El seguimiento tridimensional permitió comprobar también que los fibroblastos migraban hacia las láminas magnéticas. Los resultados indican que una estructura generada en pocos minutos mediante un campo magnético permanece posteriormente como una señal física capaz de influir en la organización y el comportamiento de las células, incluso después de haber retirado el campo.
Experimentos complementarios con mioblastos C2C12 mostraron igualmente una buena viabilidad y una distribución condicionada por estas estructuras laminares, lo que sugiere que el concepto podría extenderse a otros tipos celulares.
La matriz utilizada en el estudio está compuesta principalmente por laminarina oxidada y gelatina y presenta propiedades autorreparables gracias a la presencia de enlaces dinámicos. Esta característica permite combinar una matriz blanda y altamente hidratada con una arquitectura interna que puede diseñarse y controlarse mediante campos magnéticos.

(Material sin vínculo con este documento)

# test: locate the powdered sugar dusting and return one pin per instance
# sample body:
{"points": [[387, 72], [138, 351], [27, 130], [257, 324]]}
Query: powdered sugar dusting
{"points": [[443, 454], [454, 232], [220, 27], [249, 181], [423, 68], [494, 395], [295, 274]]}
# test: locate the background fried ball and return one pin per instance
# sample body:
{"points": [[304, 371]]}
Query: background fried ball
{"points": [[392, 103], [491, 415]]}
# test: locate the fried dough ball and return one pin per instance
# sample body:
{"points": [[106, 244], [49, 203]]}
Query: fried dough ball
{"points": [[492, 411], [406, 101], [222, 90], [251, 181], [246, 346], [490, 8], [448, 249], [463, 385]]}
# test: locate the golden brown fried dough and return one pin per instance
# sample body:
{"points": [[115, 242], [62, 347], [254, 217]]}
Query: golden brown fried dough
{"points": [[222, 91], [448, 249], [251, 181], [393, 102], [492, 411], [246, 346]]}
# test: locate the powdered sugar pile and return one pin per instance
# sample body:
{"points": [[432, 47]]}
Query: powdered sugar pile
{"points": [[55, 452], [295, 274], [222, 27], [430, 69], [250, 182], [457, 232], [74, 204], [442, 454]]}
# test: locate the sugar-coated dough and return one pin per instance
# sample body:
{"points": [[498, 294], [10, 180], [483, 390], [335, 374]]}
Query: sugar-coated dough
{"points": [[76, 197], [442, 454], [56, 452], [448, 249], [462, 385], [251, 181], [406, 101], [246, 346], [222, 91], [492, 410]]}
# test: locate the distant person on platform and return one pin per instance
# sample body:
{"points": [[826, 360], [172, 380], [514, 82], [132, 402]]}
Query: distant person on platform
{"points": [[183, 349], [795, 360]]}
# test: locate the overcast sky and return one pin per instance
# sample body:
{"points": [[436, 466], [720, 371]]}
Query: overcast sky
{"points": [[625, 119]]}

Los ensayos de citocompatibilidad realizados no detectaron reducciones significativas de la viabilidad ni de la actividad metabólica de las células asociadas a la exposición a los campos magnéticos empleados para generar las estructuras.

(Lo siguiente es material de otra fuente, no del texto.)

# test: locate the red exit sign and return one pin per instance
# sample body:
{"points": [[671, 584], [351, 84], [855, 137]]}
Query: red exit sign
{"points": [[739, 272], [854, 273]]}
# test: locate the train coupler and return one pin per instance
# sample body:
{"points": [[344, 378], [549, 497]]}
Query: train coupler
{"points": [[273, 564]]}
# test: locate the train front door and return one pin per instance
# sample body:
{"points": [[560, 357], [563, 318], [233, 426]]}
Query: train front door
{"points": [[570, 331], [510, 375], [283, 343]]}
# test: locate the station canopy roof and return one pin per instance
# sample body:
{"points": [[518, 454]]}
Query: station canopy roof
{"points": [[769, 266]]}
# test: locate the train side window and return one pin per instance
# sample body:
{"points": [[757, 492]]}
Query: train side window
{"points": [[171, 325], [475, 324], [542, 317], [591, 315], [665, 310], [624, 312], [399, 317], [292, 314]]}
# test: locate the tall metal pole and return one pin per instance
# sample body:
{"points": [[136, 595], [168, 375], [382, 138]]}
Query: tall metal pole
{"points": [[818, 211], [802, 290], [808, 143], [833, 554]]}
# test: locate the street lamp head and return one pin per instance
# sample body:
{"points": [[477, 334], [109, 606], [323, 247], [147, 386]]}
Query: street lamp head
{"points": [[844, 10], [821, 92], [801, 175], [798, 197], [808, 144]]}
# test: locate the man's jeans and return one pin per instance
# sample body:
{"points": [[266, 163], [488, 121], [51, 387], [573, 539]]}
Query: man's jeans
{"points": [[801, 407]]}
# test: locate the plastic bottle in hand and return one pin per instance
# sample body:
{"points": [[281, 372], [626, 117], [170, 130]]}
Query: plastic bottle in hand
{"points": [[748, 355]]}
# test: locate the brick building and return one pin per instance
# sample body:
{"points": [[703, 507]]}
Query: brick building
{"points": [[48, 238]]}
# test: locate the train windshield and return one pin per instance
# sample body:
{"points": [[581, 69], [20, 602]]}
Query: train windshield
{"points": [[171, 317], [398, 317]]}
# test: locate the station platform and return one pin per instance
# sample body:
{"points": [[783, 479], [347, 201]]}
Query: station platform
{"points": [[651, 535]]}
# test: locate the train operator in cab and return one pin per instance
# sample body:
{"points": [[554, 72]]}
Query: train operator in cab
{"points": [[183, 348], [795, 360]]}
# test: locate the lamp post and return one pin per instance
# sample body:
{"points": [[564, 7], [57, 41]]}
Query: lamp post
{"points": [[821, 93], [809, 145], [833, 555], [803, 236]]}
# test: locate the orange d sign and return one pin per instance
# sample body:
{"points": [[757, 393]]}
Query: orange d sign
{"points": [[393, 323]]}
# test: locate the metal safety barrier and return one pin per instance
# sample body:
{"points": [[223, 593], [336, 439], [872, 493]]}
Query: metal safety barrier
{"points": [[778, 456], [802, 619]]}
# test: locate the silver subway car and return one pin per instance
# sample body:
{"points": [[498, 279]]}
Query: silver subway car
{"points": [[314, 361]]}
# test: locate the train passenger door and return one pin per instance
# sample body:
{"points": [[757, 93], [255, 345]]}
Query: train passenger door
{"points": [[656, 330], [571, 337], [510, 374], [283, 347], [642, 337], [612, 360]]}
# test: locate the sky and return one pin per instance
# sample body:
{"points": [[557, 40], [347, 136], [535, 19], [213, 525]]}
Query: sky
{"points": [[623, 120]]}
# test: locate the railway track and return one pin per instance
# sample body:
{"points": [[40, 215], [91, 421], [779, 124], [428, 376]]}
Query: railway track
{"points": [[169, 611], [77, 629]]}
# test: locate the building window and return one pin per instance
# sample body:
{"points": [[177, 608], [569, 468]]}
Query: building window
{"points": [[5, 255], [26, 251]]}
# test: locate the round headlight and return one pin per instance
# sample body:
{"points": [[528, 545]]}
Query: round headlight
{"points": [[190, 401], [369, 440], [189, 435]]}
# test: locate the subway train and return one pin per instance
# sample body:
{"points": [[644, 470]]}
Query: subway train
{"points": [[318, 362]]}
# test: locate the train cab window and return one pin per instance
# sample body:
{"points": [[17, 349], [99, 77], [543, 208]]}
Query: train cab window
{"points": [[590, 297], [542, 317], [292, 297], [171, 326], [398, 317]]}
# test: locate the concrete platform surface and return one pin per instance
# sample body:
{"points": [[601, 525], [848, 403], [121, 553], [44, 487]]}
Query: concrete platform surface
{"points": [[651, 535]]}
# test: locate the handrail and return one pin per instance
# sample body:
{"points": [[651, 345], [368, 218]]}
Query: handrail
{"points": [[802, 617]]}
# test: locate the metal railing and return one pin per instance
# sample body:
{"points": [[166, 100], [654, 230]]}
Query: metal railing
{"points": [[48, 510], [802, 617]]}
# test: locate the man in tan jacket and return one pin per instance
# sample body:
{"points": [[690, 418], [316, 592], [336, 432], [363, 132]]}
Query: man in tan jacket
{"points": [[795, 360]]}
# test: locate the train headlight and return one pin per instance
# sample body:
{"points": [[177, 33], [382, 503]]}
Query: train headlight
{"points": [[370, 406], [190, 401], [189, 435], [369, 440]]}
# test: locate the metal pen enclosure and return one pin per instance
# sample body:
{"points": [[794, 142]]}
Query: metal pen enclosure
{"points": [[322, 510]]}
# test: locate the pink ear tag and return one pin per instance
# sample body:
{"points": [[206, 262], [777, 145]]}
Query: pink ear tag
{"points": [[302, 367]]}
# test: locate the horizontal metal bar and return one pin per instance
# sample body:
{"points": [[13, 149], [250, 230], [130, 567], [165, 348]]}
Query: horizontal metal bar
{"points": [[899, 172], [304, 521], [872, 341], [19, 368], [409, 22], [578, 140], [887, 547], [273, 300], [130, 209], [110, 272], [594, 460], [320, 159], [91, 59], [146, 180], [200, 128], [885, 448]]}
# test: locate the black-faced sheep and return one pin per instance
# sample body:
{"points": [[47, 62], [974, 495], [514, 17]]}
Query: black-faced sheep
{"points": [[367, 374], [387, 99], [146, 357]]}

Más allá de una estructura concreta, la principal aportación de esta tecnología es que permite diseñar distintos microambientes tridimensionales dentro de materiales blandos mediante la modificación del campo magnético aplicado. Esto abre nuevas posibilidades para desarrollar modelos de tejidos con anisotropía o heterogeneidad espacial controlada y para estudiar de qué manera la arquitectura microscópica del entorno condiciona el comportamiento celular.
Los autores subrayan, no obstante, que se trata todavía de una plataforma evaluada exclusivamente in vitro. Antes de plantear posibles aplicaciones en medicina regenerativa, será necesario estudiar su comportamiento en modelos animales para conocer cómo responde el organismo, cómo se integra con los tejidos, cómo evoluciona la matriz y qué ocurre con las partículas magnéticas una vez introducidas en el cuerpo.